Opportunities & Exposures: Medicine
Doctor Dearth
Leana S. Wen
11/01/2005

Access to health care is a problem that plagues primarily the 45 million people in America who lack health insurance. If current trends continue, however, access to qualified, competent doctors could soon become a problem even for patients who can afford high-quality medical care.

Demand for doctors is quickly outpacing supply. The U.S. population has been steadily increasing, as has the percentage of elderly citizens. Beginning in 2011, baby boomers will begin to turn 65, and the number of Americans reaching that age each day will eventually rise from 6,000 to 10,000. These aging boomers will place enormous pressures on the health care system and will create demand for tens of thousands of new doctors.

Unfortunately, the medical community had, until recently, developed a consensus that there were likely to be too many, rather than too few, doctors. Some groups in organized medicine wanted to restrict the supply of doctors to drive up salaries, and the data available on the composition of the workforce was too scant to contradict their assertions. Consequently, while several new osteopathic medical schools have recently opened, the number of graduates from allopathic medical schools (schools granting the MD degree) has remained steady since the 1980s. This occurred despite the many qualified students applying to medical schools; each medical school currently turns away two applicants for every student it accepts.

Over the last few years, multiple studies have confirmed that a physician workforce shortage rather than an oversupply will likely develop, with midrange shortfall estimates at 90,000 doctors by 2020. Shortages are predicted to be more dramatic in primary care than in the specialty fields. Distribution and access-to-care issues will likely be exacerbated as well, with even fewer physicians willing to work in underserved inner-city and rural areas.

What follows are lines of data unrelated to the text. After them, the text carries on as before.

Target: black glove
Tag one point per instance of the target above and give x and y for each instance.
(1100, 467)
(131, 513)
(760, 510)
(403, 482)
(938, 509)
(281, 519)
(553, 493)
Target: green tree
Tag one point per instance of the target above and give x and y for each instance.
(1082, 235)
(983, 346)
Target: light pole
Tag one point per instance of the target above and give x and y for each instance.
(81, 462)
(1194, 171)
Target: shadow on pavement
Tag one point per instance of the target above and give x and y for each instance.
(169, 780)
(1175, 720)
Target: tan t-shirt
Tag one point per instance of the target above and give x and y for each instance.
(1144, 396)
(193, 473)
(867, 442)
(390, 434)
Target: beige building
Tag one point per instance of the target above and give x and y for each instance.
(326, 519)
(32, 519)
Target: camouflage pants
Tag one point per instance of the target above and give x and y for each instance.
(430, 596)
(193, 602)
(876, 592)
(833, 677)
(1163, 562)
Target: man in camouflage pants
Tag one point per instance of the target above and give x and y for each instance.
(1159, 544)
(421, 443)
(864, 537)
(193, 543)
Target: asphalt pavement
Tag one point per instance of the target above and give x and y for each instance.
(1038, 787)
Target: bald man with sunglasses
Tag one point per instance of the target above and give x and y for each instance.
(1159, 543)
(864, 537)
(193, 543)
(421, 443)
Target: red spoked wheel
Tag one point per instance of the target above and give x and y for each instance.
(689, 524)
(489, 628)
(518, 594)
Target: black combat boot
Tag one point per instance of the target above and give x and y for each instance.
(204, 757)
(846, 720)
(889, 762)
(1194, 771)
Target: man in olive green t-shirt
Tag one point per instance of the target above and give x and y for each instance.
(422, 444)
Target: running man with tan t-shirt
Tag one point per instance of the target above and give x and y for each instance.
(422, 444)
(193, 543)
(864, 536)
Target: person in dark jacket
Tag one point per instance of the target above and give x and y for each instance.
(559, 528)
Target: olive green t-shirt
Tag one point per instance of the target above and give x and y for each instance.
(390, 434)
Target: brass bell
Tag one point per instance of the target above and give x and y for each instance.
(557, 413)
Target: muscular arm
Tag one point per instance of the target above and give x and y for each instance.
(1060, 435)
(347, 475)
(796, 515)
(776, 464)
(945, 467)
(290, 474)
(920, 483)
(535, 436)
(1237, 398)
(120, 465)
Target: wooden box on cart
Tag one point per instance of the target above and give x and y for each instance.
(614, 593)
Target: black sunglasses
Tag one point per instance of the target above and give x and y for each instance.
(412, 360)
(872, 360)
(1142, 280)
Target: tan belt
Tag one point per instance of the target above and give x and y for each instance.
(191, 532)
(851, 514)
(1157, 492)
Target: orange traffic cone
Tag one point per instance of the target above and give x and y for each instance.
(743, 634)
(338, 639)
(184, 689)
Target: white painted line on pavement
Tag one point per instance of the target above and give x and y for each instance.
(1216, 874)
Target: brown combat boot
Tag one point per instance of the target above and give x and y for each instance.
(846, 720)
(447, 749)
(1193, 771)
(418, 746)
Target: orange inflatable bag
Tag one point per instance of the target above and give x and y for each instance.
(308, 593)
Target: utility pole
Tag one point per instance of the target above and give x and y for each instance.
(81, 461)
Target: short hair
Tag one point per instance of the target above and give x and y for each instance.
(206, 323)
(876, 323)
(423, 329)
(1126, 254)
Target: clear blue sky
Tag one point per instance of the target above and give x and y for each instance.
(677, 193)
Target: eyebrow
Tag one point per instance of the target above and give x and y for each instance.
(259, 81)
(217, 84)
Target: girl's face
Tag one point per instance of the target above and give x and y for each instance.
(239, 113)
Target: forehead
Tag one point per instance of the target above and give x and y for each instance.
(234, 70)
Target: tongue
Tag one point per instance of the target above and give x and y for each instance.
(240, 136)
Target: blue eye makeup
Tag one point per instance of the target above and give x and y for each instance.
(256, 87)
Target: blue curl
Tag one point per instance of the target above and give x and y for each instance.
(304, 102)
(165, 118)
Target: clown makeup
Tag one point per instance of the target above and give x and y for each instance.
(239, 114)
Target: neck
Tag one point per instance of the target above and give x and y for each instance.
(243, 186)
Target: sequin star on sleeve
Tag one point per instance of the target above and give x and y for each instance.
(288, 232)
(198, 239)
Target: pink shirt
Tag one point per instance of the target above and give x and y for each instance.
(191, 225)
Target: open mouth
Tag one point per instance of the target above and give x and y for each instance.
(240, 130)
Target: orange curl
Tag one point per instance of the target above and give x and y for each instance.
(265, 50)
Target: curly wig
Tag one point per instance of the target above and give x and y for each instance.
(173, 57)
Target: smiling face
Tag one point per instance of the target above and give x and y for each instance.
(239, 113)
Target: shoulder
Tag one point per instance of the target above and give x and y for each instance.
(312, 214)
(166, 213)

In retrospect, simple laws of macroeconomics could have predicted the shortage years earlier: The supply of physicians stayed steady  even though demand was expected to increase exponentially. Yet not until earlier this year did the government-appointed Council on Graduate Medical Education finally reverse its policy and admit that if trends continue, demand for physicians will far outstrip supply. Both it and the Association of American Medical Colleges are finally taking up the call to propose solutions to the looming shortage.

Home Grown
The solution is simple enough: Train enough physicians to meet the needs of our society. The most ethical and financially sound method of accomplishing this is to expand our physician workforce by training more medical students within our own country. Currently, we rely on graduates of international schools to fill our training positions—25 percent of residency positions are filled by international graduates, who subsequently become practicing physicians in the United States. Reliance on international graduates creates an unfair burden on the developing world, draining it of intellectual talent and health care providers. It is also a far better investment for our country to expand medical school capacity, particularly because we have the resources and the human capital to fill the schools.

We also need to ensure that our new doctors are well trained to reflect the changing needs of society. A 2003 survey found that one-third of graduating students did not find their training in the care of the elderly to be adequate. Less than 10 percent of medical schools require students to complete even one course in geriatrics. Yet by some estimates, doctors spend more than 50 percent of their time with elderly patients. In the era of aging baby boomers, each school should train students in areas like geriatrics, which are becoming far more important in medicine.

After many years of self-denial, the medical profession is finally beginning to acknowledge the shortage, but it must do more. It must act swiftly to avoid this looming crisis and start opening medical schools and implementing curricular changes now. It must also acknowledge that the problem of access runs deeper than just whether one person can find a single physician at a single point in time. Our country needs fundamental reform of the health care system—which starts with training more doctors—so that everyone can have access to physicians and health care services.

Leana S. Wen is president of the American Medical Student Association, based in Reston, Va.